Hirsch foresees the likelihood of gas rationing as a reactive answer to our current inability to begin cutting back our consumption. Nature will exact her price, whether we are willing to pay for it significantly now or drastically in the near future. Our techno-optimists tell us that technology will come to the rescue. The nice thing about holding this position is that no one has to act responsibly or like an adult. It was once the case that adults acted with prudence, awaiting not the best case scenario but preparing for the possibility of a worse. Our liberals and conservatives alike tell us that technology will save us, but mark my words, when TSHTF they will be the first to blame someone else: the Saudis, the Iranians, the Russians, Hugo Chavez, you name it. Our impressive military will be called upon to secure our vital national interest, wherever it might happen to be buried. And at that point no one will be able to suggest that perhaps we have ourselves to blame, because we did nothing when intelligent but obtuse people knew what was coming at the end of our wild ride down Sunset Boulevard.

THIS IS WHAT HAPPENS when a society lives beyond its means. This is the very real consequence of sin, of avarice on a societal scale.

We have gotten what we wished for. It didn't make us happy, nor did it sate our appetite for more, more, more. And now we're going to lose it. All.

A lot of fundamentalist types -- of both the Protestant and Catholic persuasions -- thought they had it figured. The wrath of God will come upon us, borne on the waves and winds of a monster hurricane. Or shake the world with the power of an earthquake.

Engulf the world in a nuclear fire?

INSTEAD, maybe God's just chastisement of His deeply crooked people will come in with the relative quiet of oil wells slowly going dry. One after another, world without end, amen. Maybe the judgment of the Almighty comes, as it always has, in giving rebellious and willful humanity all the rope it needs -- plus free will.

If and when our Western house of cards comes tumbling down upon us, don't blame God. We could have been less avaricious. We could have lived more simply. We, at any time, just could have cut it out.

We didn't have to be our own hangman. We didn't have to take the rope and make a civilizational noose out of it.

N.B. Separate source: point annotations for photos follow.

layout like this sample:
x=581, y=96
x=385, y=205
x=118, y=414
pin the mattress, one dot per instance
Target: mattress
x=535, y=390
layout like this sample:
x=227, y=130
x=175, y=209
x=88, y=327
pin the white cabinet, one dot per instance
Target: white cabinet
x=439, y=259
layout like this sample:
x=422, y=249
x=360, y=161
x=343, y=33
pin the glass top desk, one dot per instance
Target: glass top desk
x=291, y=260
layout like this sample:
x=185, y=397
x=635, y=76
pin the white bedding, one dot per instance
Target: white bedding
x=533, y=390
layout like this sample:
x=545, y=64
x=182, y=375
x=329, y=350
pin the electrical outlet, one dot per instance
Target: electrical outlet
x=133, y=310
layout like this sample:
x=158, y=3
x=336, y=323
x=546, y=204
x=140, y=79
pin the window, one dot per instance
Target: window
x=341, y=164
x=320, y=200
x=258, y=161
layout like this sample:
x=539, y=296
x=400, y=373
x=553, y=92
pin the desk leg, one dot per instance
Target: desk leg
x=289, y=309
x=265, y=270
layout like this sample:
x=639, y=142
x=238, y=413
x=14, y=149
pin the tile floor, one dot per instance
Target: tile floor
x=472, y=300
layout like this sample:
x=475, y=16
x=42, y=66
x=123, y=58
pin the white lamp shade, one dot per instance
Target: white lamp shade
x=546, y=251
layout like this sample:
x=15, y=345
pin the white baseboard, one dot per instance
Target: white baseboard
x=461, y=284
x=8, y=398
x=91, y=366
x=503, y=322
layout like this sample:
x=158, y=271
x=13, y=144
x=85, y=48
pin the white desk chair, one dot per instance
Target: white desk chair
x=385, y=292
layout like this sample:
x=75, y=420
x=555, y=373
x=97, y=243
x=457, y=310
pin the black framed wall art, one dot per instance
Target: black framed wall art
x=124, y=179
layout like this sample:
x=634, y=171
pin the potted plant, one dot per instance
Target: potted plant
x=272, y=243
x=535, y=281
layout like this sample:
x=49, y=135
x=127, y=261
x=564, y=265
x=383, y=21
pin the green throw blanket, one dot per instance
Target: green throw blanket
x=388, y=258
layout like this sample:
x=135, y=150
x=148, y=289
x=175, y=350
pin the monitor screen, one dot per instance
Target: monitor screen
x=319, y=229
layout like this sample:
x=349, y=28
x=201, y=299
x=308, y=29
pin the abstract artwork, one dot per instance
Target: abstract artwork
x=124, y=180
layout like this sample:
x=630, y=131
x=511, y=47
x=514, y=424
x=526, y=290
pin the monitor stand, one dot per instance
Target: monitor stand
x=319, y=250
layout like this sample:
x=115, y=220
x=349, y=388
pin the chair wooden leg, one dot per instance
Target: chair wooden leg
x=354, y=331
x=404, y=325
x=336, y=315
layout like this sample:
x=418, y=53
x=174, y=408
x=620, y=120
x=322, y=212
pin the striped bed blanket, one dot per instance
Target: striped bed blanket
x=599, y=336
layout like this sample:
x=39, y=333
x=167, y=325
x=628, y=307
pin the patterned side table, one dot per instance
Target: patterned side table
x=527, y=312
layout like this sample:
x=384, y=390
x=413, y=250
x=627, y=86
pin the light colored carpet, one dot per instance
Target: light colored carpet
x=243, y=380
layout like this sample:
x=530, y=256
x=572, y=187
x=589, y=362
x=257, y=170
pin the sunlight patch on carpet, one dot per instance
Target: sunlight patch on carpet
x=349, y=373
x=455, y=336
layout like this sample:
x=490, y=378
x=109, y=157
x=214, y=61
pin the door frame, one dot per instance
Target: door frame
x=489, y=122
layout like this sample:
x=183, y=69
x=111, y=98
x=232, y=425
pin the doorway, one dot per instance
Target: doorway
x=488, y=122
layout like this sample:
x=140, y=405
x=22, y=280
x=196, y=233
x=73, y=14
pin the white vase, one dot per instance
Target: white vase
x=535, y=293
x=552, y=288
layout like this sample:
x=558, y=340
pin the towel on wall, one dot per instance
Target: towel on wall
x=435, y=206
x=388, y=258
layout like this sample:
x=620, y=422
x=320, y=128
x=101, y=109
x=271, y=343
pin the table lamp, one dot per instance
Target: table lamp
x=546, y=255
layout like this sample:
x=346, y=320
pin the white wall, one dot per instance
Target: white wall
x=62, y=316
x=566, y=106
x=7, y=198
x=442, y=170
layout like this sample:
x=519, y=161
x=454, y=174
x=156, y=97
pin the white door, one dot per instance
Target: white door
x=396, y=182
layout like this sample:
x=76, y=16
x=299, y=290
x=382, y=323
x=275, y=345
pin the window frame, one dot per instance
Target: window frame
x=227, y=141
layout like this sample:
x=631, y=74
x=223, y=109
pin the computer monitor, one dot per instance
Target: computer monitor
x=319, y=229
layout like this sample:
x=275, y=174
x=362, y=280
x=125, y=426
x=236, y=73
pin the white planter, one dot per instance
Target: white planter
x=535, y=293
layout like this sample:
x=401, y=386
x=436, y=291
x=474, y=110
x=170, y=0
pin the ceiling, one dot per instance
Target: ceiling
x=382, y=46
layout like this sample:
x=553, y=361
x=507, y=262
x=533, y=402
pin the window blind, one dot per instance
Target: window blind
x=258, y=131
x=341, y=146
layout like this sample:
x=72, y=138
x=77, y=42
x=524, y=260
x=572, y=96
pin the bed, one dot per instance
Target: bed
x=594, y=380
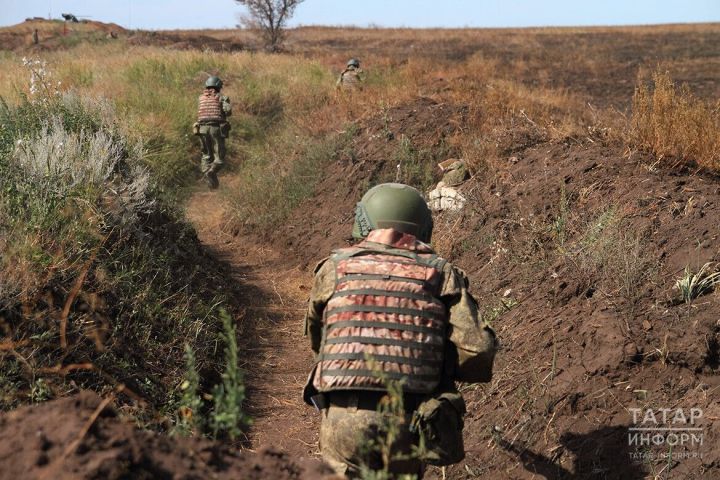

IT'S NOT God's fault. It's ours.

Did you really need that $35,000 SUV? Did you really need two of them? Does your family need to be a three- or four-car family?

Did you really need that 4,500 square-foot house in the exurbs? Did you need to live in the exurbs -- or even the suburbs -- at all? Did I?

Does everybody in the family need two cell phones, a BlackBerry, three iPods and a mega sound system in each car?

Do you need Evian, Aquafina or any other kind of bottled water (and the petroleum needed to make the throwaway plastic bottles it comes in) when the stuff out of the tap is the same two parts hydrogen and one part oxygen?

AND WHAT ABOUT the $250 -- a piece -- you just dropped on Hannah Montana tickets for your two preteen daughters, who really, really didn't need to go to a damn Hannah Montana concert? You'd raise holy hell if your county government imposed a $500-a-year tax on you to build and subsidize convenient, low-cost, energy-efficient mass transit.

Yes, you would.

Well, now the conductor is coming down the aisle, announcing the end of the line. Your fare card is spent. Please exit to the back.